TDDA Library: Launching Exercises with Screencasts
Nick Radcliffe
CEO, Stochastic Solutions ?Behaviour modelling ? Data Science ? Data Quality ? Sustainability ? Organizer, PyData Edinburgh.
If you're interested in software testing, in general, or testing data and data pipelines in particular, the open source TDDA library (https://tdda.info/installation) may be of interest to you.
The TDDA library focuses on two main things:
- Reference testing in Python. This is a set of extensions for unittest and pytest designed to make testing complex, possibly variable outputs easier. Although relevant to data testing data science code in particular, this functionality is potentially useful to anyone writing tests in Python.
- Using constraints to verify data and detect anomalies. The library not only has functionality for checking data, but also for generating constraints from example "known good" data. It features a command-line tool as well as an API, so it relevant regardless of whether you use Python. (It can test CSV files, data in databases, data in DataFrames etc.)

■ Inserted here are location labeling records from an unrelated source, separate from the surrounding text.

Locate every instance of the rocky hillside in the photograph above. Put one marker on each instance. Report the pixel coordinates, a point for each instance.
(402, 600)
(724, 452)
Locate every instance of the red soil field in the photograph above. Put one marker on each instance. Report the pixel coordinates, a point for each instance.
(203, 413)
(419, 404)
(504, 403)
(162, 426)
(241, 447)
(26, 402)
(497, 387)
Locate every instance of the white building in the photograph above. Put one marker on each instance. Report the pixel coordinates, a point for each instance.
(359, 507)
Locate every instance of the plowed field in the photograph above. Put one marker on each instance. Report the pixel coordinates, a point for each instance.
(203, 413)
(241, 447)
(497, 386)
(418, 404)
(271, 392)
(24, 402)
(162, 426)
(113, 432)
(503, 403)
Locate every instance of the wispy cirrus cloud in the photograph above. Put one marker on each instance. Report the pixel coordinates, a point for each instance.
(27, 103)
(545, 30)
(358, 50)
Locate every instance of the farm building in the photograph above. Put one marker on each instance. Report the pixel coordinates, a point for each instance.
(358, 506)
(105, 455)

We recognize that the documentation hasn't been the strongest part of the TDDA offering, and are working on improving this. As part of that effort, we've started to create simple exercises for different parts of the software, starting reference testing. There are detailed descriptions and accompanying videos (screencasts—you won't have to see my ugly mug!).
The first exercise is now available in two forms—a unittest-flavoured version, for regular folk, and a pytest-flavoured version, for those who prefer that.
Enjoy!